While the Supreme Court’s ingenious interpretation has somehow narrowed the scope of this immunity, there are existing legislations that require the express sanction of the government before any court can even take cognizance of complaints against its officials for having violated human rights ‘while acting or purporting to act in the discharge of their duties.’ The Law Commission of India (LCI), the National Human Rights Commission (NHRC) and even the National Police Commission (NPC) have variously recommended that a law be enacted to narrowly restrict the application of this doctrine in such a way that the liability of the state became the rule and the sovereign immunity an exception.
In fact, in 1997, the NHRC expressly called for a need to obviate the necessity of governmental sanction for the prosecution of police officers where a prima facie case of the custodial offence was established after an inquiry conducted by a sessions judge. SAHRDC has also sought an express constitutionally entrenched provision for the award of compensation in cases of human rights violations.

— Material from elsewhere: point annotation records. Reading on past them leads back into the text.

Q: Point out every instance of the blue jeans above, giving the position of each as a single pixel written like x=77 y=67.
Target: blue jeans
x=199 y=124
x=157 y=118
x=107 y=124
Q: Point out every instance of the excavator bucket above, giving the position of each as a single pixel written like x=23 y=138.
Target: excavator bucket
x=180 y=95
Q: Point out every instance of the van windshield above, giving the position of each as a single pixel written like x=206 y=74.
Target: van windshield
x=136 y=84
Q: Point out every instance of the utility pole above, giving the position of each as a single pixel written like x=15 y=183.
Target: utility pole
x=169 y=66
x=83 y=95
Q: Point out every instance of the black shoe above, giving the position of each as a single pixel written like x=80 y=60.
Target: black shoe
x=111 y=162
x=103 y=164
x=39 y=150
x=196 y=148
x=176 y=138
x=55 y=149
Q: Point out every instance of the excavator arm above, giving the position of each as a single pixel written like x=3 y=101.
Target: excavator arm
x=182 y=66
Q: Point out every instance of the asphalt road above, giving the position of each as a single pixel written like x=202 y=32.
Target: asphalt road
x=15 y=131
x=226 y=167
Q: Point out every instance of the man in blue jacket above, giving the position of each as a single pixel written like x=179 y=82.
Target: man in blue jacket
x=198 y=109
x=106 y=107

Over the years, there has been growing international consensus in favour of abolition of death penalty leading to the adoption in 1989 of the Second Optional Protocol to the International Covenant on Civil and Political Rights. In terms thereof, the statutes of the international criminal tribunals to try war criminals from Rwanda and former Yugoslavia have deviated from those of their precursor Nuremberg and Tokyo tribunals and have deliberately excluded the death penalty as a form of punishment. Statistics indicate that more than 114 states have become abolitionists and the number is growing.
In India, we have sought to develop the ‘rarest of the rare’ doctrine for imposition of death penalty so as to take into account issues like the manner of commission of crime, motive, anti-social or socially abhorrent nature of the crime, magnitude of the crime and the personality of the victim. According to SAHRDC, this doctrine, paradoxically, has let the death penalty survive as a form of punishment over the years. It, however, does not comply with the prevailing international human rights standards in that it is exceptionally difficult, if not impossible, to create or operate a system with flexible standards for judges to determine the rarest of the rare case without having the sentencing process result in uneven or arbitrary treatment to the accused. Logically, therefore, SAHRDC has canvassed for the abolition of death penalty in totality.
With the recent experience of the adoption of the new South African constitution and the overwhelming involvement of the general public in its formulation, one would expect the commission to have also attempted to replicate the same. However, that having not been the case, contributions like the three memorials under review would go a long way in assisting it in formulating recommendations with a more comparative and holistic perspective imbued with inputs of the state-of-the-art developments in international law and other civilized constitutional polities.